SoundFlowerは、Macに放送用の仮想チャンネルをインストールするプログラムです。
LadioCastを使う際に、音の入出力チャネルとして必要ですので、ダウンロードし、インストールしてください。
ただし、soundflowerをインストールすると同時にインストールされるSoundFlowerBedは、余程のことが無い限り使う必要がありませんので、起動する必要はありません。
むしろ起動してアレコレいじってしまうと思わぬ動作をしてしまうので、「立ち上げない方が良い」と思ってください。
インストールは、この文章の先頭のリンクからDownloadをたどって、Soundflower-x.x.dmg(xはバージョン番号)をダウンロードし、ダブルクリックするとマウントされるディスクから、インストーラーを起動するだけです。
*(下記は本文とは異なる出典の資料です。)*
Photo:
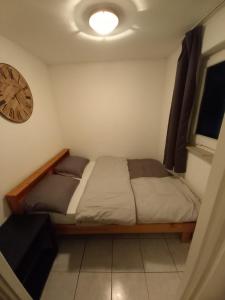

放送に、iTunesなど、出力先の音声デバイスを個別に切り替えることが出来ないアプリケーションの音を配信したい場合は、
Macの再生音全体の出力先をSoundFlowerなどに、変更する必要があります。
その変更方法には一家言ある方がたくさんおられて、いろいろな方法があるらしいのですが
自分がやっている方法は、まず下図の様にシステム環境設定から、サウンドの設定を開きます。

soundpreference

ここでする事は、赤で囲った一番下の「メニューバーにボリュームを表示する」にチェックを入れることだけです`。
次に、メニューバーのボリュームをクリックしてみると、下図の左の様な表示になると思います。
それをオプションキーを押しながらクリックすると、下図の右の様になるので、

volumemenu.png

放送の時は、この、オプションキーを押しながら音量メニューをクリックして、音声の出力先をSoundflower (64ch)などのデバイスを選択すれば終わりです。
簡単でしょ?

LadioCastは、Windowsでいう所のステレオミキサー的な役割のプログラムです。
実際の使用には、隣のTABのSoundFlowerと組み合わせて使う事になると思いますので、SoundFlowerをインストールしておいてください。

SoundFlowerをインストールし終わった後でLadioCastを起動すると、次の様な画面になると思います。

ladiocast"

仕組みは追々憶えていって貰う事にして、まずは左半分の入力側です。

  1. Input 1のポップアップメニューをSoundflower (2ch)に
  2. MainOutputのポップアップメニューをSoundflower (16/64ch)に
  3. 放送に自分の音声を乗せたい場合は、Input2で、内蔵マイクや外付けマイクを選んでください
以後はこの設定が前提で説明をしていきますが、僕は趣味の問題で、2chと64chを逆に使っています。
次に、右半分の出力側を設定していきます。
これは「ミックスされた音を送り出す」ので、選んだ音源(チャネル)をMain Outputにまとめると理解してくれれば良いかと思います。
  1. Main OutputのポップアップメニューをSoundflower(16/64ch)にします。
    このMain Outputが生放送に送り出される音源です。
  2. 放送音をモニターしたい場合は、Aux Output 1で内蔵出力やヘッドフォン出力を選びます
そして何やら手で書きました感満載の部分の説明に入ります。 今回は、SoundFlower(2ch)に送り込まれる音と、自分の声を放送に送り出したいので、Input1, Input2, MainOutput, Aux Outputだけを使います。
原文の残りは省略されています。